The last element we worked on was the “opus reticulatum” walls in the northern wing of the later Herodian palace. These walls, so popular in Italy, are extremely rare in the eastern Mediterranean. Indeed, they are known here only in two other places, both in Palestine—one at Banias Philipis and the other in a structure in Jerusalem. Both of these other opus reticulatum walls were probably built by the same Roman crew that worked at Jericho.
The problem with these opus reticulatum walls at Jericho was similar to the problem with the swimming pool walls we had treated earlier; the core of the wall was much better preserved than its facing of small opus reticulatum and opus quadratum stones. Many of these delicate stones had fallen off and were found in the debris beside the walls. To preserve these rare examples of so-called Roman cement, we consolidated and reinforced the intact facing stones and rebuilt other sections over the intact core, where the facing stones had fallen off. We did this all over the northern wing of the palace but paid special attention to the frigidarium (see “before” and “after” photographs).

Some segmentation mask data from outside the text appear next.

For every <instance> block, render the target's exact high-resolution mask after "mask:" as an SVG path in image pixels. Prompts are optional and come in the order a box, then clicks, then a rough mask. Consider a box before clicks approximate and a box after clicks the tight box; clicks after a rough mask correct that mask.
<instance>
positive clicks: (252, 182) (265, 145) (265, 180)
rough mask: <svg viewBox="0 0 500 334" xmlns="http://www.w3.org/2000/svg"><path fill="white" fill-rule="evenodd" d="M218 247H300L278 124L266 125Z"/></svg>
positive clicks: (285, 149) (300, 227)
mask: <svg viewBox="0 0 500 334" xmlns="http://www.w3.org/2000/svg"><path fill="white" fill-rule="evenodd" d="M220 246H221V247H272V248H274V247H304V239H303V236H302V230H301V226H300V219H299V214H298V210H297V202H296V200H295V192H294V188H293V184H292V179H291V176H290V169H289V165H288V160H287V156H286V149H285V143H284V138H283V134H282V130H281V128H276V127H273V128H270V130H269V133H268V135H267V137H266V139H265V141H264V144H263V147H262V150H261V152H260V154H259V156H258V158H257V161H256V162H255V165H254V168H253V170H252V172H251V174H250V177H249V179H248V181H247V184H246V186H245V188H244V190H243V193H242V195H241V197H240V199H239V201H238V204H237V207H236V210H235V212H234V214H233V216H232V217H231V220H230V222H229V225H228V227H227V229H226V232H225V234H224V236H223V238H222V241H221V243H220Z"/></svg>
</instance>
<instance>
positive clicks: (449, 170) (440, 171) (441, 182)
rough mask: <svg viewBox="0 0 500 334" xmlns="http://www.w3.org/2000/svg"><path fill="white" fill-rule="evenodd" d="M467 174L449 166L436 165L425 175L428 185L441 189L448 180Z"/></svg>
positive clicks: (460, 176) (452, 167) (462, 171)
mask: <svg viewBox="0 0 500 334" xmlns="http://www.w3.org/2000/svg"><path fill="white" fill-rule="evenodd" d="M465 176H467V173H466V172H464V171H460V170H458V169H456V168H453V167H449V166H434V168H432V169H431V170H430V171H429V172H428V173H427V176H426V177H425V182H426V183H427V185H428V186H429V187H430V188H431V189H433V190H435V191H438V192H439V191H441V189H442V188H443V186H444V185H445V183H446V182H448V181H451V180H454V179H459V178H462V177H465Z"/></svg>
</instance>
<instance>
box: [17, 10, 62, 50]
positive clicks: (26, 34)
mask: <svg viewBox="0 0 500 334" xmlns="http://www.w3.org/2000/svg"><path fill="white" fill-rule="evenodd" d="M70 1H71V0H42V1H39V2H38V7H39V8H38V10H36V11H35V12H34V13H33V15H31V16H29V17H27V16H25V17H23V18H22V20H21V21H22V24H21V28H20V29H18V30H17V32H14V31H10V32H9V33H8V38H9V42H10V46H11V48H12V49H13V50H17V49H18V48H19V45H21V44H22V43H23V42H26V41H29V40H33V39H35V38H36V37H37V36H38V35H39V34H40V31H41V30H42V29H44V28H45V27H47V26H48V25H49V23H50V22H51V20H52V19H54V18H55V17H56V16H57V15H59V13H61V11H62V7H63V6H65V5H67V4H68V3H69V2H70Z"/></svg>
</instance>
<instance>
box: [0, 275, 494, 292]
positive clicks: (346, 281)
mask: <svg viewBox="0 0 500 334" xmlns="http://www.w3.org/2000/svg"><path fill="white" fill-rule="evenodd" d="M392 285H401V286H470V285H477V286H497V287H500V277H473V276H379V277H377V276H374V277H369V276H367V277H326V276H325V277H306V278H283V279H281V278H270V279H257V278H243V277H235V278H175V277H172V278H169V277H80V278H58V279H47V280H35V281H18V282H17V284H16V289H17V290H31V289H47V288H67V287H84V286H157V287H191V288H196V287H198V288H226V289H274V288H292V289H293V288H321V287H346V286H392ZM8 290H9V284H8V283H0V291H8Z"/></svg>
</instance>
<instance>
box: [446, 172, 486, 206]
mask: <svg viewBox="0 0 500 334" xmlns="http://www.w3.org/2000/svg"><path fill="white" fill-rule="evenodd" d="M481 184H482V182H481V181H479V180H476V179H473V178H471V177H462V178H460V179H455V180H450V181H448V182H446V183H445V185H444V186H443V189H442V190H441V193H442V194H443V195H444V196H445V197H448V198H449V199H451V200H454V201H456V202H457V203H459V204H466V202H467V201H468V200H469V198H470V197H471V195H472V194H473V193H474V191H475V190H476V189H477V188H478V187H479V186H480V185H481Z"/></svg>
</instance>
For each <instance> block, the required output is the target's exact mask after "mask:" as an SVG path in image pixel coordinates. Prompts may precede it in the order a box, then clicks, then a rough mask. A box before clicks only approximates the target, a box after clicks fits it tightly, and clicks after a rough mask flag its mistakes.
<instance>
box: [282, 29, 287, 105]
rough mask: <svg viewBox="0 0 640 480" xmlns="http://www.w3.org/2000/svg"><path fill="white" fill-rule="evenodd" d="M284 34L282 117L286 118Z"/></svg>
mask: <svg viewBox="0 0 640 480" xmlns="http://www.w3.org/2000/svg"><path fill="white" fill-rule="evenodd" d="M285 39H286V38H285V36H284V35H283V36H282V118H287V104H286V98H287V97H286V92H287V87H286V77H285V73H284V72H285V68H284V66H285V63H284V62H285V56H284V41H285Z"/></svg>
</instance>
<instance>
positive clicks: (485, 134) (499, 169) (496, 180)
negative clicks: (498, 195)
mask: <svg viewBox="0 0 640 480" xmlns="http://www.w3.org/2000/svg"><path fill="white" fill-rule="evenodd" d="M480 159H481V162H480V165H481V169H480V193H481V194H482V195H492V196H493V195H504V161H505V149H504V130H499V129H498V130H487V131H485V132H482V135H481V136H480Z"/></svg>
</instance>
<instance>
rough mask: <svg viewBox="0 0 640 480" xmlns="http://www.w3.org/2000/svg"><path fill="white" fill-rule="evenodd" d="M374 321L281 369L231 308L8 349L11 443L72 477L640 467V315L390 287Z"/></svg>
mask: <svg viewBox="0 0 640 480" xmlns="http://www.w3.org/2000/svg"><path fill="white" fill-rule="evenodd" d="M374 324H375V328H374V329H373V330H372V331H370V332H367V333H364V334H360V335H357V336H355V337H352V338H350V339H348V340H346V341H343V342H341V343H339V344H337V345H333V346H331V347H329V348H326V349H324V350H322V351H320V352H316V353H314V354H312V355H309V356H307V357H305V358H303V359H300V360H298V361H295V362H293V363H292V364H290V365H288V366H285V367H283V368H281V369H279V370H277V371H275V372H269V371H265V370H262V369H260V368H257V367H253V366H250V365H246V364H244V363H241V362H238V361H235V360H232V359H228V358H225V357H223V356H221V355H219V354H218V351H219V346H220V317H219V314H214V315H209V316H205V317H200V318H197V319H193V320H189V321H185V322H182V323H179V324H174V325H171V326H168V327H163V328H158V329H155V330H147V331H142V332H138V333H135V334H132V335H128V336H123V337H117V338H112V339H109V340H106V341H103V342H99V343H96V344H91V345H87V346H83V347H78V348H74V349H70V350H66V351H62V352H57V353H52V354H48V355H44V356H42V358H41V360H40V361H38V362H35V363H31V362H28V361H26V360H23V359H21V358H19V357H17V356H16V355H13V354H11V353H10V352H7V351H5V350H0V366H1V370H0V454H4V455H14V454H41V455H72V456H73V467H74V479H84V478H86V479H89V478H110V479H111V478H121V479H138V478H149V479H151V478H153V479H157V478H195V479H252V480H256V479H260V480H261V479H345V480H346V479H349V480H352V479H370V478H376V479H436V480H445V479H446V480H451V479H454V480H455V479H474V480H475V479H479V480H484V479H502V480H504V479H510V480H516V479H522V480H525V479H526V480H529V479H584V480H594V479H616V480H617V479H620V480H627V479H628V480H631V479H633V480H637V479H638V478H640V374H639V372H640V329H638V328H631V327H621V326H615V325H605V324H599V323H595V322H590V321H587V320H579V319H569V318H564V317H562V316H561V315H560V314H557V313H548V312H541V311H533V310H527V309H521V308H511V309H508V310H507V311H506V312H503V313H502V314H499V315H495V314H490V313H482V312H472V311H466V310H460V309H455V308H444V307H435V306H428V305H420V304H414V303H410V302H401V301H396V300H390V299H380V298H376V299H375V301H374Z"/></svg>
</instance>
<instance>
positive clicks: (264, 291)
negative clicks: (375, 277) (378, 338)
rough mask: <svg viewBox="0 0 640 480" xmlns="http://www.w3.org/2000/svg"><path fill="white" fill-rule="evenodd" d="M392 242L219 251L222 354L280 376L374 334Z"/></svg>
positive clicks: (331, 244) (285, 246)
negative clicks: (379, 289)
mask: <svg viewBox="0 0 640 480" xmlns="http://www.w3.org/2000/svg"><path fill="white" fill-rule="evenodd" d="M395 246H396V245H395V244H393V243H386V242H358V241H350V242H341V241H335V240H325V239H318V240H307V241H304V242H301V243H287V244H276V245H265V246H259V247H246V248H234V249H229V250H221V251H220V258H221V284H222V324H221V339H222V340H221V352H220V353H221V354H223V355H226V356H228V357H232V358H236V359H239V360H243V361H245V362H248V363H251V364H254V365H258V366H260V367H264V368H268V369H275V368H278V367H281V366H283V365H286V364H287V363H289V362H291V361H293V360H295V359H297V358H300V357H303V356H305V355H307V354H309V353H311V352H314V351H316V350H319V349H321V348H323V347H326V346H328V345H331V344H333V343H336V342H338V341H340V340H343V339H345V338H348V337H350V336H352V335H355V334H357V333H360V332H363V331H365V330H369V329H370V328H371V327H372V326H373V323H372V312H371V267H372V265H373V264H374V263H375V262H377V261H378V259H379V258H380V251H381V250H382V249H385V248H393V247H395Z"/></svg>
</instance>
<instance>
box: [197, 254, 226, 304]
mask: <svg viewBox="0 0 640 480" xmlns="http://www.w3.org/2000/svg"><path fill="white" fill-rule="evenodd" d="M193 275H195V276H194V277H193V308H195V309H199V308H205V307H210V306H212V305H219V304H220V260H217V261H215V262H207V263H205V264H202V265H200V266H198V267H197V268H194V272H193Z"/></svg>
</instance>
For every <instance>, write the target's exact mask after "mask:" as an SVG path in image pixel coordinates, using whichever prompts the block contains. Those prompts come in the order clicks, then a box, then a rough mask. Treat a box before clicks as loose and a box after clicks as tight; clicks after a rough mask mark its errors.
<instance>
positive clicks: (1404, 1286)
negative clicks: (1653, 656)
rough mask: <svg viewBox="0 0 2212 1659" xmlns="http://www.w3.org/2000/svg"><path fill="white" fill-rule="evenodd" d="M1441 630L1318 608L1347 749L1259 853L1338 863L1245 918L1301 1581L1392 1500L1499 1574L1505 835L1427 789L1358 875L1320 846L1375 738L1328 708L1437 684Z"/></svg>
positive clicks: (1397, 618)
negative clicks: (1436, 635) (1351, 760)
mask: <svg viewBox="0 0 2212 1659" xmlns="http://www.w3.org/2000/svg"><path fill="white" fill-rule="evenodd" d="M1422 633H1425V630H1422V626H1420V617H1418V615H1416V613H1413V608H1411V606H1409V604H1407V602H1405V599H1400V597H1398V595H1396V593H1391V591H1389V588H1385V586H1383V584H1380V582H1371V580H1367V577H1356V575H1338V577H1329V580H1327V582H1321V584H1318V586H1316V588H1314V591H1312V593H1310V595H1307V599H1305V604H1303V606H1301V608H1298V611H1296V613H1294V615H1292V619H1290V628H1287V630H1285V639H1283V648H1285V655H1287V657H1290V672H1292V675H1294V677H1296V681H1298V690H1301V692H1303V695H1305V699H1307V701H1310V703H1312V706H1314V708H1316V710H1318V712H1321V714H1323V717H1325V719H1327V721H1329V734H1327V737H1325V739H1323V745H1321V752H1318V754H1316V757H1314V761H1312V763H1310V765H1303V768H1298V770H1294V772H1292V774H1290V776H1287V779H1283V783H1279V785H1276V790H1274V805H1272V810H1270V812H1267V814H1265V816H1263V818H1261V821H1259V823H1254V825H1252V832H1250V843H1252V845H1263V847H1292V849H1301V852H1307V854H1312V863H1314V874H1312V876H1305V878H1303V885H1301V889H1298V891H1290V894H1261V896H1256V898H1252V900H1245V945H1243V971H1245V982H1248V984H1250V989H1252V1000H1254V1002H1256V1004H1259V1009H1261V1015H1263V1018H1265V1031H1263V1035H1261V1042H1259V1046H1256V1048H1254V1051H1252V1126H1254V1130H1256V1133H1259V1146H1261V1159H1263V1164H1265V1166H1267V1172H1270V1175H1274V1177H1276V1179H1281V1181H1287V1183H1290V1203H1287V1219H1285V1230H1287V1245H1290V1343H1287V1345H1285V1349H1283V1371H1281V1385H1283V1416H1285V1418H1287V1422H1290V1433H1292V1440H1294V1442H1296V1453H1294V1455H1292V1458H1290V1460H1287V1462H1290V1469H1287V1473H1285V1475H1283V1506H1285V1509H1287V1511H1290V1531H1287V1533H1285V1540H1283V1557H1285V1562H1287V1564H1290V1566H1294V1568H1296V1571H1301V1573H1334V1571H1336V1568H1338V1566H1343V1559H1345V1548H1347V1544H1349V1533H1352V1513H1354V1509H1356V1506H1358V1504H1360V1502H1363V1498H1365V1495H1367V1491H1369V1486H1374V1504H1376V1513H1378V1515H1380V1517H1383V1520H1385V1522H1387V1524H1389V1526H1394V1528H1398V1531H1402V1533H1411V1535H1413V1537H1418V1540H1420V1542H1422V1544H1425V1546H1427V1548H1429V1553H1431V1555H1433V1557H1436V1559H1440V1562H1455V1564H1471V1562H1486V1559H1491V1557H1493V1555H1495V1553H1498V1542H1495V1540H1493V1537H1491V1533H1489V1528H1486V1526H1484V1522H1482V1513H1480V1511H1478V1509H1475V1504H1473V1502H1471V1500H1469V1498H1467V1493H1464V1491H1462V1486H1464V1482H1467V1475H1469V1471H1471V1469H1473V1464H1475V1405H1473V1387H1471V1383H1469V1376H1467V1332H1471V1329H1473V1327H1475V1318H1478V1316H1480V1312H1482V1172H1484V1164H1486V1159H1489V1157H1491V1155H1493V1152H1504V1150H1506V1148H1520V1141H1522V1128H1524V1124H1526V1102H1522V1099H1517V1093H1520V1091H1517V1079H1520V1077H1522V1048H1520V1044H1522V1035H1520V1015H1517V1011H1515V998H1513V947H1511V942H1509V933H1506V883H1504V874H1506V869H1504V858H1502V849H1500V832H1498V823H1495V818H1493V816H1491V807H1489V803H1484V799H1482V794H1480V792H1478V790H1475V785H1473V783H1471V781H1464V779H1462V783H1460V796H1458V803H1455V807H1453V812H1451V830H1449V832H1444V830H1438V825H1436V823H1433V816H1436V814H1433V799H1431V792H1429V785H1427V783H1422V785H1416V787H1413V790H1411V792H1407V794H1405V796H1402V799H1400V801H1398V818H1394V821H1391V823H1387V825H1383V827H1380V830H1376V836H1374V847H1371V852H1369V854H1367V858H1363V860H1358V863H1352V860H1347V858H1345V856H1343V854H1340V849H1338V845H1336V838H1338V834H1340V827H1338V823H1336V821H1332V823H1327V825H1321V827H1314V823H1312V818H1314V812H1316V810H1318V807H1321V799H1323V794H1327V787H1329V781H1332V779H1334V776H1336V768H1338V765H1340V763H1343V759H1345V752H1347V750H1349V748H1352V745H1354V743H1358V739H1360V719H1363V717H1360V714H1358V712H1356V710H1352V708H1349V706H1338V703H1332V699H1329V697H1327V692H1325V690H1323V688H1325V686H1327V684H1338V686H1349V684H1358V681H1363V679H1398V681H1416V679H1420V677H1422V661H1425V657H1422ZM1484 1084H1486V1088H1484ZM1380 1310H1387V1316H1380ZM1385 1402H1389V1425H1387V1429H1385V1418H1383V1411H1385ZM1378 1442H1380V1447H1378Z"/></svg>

We were fortunate to have working with us Abu Zaudi, a man in his sixties who lives in Jericho. Abu Zaudi had previously worked with us during the excavation season. Based on his talent at digging, we assumed he would do as well in restoration work. Our intuition proved correct, and Abu Zaudi did his opus reticulatum rebuilding excellently. The other members of our team were an experienced young Israeli and several Bedouins.
Only the first step of preservation and restoration has been completed at Herodian Jericho. This winter we hope to continue our work along with the continuation of our excavations. Perhaps we will be able to raise one of the columns we excavated last season and restore and protect the remains of a yellow, red, and black wall fresco.